The dashboard is flashing red. Donald Trump’s
second presidential election win1 on 5 November
2024 marks a turning point for the North Atlantic
alliance, probably one much more substantive
than his first win back in 2016. It demonstrates
the feeling among many Americans that the
prevailing approach to globalization and
international engagement demands re-evaluation.
But it is also a symptom of something deeper:
a shift from the traditional Western-led political,
economic and security order to a more complex
landscape characterized by increasing multipolarity
and fragmentation.
Americans are not alone in wanting to revise the
post-Cold War global order.
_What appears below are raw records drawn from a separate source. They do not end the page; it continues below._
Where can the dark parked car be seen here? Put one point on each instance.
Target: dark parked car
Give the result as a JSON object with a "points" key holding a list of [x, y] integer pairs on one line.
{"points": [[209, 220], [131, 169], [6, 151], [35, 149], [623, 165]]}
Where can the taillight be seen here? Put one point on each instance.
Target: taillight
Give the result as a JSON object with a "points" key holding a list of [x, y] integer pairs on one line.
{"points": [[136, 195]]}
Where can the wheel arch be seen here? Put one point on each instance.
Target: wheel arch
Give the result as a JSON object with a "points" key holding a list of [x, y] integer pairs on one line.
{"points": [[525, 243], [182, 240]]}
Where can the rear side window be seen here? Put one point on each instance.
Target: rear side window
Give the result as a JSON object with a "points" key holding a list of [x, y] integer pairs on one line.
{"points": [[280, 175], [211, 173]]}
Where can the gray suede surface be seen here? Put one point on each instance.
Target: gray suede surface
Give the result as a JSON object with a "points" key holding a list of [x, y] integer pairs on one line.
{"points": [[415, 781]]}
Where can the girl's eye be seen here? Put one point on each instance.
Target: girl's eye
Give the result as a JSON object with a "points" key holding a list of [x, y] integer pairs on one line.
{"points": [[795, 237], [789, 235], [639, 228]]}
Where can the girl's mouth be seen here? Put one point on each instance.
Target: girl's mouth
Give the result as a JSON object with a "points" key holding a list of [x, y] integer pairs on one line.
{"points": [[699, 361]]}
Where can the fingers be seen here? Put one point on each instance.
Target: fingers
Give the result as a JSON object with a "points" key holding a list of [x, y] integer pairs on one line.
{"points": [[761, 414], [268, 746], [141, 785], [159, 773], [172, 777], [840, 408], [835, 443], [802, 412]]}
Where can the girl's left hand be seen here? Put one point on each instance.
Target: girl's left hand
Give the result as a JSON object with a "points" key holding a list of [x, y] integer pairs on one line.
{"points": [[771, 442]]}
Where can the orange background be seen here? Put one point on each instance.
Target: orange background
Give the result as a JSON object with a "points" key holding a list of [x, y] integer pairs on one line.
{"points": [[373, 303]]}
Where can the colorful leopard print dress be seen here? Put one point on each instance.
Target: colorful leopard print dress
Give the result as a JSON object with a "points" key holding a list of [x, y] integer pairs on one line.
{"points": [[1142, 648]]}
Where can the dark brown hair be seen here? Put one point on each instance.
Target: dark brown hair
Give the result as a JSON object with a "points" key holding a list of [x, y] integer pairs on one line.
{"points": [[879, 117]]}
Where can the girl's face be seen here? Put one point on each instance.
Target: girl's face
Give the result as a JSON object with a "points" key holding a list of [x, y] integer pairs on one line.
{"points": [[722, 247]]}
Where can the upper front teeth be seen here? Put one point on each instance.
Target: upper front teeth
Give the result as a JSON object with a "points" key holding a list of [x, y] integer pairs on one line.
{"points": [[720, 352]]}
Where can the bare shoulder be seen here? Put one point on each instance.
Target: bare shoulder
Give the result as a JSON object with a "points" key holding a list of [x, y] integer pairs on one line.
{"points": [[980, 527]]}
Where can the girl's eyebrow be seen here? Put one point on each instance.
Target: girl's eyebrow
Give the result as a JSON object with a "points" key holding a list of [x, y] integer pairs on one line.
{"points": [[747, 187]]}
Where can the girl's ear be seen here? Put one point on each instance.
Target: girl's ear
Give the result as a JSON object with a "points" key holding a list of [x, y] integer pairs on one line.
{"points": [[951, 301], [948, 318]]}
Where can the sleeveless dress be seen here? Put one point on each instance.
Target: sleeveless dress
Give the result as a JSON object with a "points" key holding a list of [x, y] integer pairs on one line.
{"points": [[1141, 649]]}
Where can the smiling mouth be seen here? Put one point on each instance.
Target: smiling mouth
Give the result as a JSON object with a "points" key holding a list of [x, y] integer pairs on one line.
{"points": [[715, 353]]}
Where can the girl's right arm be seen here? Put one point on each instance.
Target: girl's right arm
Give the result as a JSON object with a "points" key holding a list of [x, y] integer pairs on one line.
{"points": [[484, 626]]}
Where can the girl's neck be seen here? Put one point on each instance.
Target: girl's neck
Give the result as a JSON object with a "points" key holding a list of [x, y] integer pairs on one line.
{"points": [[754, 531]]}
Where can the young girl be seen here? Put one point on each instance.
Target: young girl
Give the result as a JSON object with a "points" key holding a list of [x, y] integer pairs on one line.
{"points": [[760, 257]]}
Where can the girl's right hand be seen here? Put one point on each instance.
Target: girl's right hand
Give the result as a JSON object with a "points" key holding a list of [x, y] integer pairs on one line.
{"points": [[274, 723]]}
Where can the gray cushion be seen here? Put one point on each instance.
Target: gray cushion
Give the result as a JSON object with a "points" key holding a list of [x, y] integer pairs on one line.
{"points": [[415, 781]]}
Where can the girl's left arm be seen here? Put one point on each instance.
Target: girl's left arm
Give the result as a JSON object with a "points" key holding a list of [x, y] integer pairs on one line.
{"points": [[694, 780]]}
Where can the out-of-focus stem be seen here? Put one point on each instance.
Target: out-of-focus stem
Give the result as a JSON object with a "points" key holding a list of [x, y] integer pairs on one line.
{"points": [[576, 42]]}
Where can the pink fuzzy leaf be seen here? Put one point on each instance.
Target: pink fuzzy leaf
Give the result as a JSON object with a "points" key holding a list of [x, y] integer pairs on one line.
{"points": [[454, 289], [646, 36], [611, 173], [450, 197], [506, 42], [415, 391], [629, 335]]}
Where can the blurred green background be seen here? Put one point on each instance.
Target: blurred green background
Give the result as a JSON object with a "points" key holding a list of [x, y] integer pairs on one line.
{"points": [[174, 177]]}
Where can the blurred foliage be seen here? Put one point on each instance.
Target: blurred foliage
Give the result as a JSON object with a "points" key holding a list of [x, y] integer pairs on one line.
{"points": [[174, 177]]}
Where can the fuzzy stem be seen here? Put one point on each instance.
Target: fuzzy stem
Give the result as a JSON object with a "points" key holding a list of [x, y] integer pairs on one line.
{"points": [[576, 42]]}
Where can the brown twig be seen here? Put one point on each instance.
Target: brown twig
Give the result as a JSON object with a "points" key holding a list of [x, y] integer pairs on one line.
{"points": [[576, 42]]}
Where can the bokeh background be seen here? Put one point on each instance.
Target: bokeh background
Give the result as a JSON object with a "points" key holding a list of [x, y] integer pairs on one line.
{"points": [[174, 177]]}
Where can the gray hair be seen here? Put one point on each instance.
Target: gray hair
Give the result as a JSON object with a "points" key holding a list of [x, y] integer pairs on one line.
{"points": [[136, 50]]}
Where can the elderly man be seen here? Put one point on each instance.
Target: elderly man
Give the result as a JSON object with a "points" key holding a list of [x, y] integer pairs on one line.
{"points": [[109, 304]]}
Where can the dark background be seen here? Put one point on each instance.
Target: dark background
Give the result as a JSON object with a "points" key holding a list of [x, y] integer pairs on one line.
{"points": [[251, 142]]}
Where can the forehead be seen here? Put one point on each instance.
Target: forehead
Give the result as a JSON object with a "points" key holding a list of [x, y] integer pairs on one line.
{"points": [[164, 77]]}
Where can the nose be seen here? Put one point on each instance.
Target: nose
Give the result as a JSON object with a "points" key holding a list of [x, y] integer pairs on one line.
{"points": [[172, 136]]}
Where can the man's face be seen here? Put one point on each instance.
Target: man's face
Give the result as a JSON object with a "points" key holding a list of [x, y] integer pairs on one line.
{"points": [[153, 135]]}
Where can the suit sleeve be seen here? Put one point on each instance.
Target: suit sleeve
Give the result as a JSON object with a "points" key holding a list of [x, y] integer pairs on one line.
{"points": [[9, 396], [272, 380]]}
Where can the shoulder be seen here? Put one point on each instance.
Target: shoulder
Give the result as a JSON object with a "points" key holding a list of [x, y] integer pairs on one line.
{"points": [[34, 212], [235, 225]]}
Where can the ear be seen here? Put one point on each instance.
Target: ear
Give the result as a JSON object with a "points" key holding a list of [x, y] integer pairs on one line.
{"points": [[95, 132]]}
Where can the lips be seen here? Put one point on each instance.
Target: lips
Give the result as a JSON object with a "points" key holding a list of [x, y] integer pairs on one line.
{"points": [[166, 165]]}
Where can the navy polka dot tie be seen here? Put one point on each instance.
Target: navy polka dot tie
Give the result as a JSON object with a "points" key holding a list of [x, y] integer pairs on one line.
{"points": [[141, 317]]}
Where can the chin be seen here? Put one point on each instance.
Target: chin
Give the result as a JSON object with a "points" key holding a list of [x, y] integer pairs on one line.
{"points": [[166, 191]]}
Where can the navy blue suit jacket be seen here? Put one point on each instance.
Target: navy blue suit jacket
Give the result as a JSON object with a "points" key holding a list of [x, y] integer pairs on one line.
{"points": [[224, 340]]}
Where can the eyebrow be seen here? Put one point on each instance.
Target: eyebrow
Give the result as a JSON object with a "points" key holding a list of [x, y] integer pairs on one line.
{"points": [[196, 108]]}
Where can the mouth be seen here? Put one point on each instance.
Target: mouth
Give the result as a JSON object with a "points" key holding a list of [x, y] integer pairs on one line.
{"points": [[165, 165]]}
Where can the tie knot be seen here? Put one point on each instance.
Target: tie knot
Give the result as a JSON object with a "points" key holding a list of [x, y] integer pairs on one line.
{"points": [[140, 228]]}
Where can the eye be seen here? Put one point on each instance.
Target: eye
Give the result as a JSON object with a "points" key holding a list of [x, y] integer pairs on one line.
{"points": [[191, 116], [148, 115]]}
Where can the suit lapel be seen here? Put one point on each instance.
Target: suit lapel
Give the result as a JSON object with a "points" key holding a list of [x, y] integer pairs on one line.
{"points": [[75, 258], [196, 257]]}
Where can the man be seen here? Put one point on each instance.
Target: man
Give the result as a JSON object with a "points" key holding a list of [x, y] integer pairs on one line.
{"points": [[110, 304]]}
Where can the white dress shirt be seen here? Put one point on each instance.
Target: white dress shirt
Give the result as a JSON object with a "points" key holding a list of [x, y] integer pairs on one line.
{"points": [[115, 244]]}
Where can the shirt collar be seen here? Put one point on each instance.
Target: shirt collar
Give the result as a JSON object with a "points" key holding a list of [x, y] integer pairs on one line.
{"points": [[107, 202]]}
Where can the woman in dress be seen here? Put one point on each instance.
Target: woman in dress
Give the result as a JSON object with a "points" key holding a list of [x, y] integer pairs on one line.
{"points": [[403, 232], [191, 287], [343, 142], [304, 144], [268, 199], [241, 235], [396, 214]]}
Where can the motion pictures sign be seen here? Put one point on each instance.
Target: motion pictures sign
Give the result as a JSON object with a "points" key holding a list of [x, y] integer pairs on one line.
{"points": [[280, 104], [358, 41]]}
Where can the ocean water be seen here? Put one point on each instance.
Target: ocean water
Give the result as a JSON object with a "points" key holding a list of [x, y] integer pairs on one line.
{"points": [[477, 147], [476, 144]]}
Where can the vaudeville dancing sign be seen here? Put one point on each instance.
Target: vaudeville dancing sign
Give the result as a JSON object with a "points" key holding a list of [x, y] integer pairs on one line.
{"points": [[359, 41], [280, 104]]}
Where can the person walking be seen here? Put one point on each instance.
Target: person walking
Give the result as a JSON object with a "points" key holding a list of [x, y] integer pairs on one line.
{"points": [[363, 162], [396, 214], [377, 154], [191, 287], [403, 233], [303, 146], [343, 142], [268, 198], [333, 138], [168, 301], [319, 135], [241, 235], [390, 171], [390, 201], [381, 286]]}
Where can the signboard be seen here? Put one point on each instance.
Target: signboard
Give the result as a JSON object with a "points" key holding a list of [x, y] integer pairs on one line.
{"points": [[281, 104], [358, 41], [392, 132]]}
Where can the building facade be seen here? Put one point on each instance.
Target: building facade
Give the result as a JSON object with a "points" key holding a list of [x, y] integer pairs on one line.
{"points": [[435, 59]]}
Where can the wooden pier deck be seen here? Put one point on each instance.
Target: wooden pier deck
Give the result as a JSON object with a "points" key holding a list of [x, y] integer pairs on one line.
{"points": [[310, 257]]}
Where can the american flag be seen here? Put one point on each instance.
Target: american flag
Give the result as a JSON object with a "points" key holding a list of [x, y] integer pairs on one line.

China promotes what
it calls a “dual circulation” approach to trade,
focusing on boosting domestic self-reliance while
safeguarding against American-imposed sanctions
and tariffs.2 Middle powers such as India, Turkey,
Brazil and South Africa have sought to limit their
dependence on the United States’ financial
system and have seen their regional freedom of
manoeuvre grow exponentially.3
In Europe, where the shock of these changes has
hit particularly hard, debate rages over how the
continent should position itself. The European
project, after all, was built on principles which may
now seem anachronistic in a world of great-power
competition; including the belief that pooling the
coal and steel industries which had been used
to wage war would create a common economic
interest strong enough to render future conflict
unthinkable. After the end of the Cold War,
Europeans sought to extend this logic beyond
their borders. They built up closer relationships
with Russia and China in the hope they would
become stakeholders in a new world order; and
they continued to rely on the US for their security
needs. But global events and power shifts have
challenged this world view in recent times.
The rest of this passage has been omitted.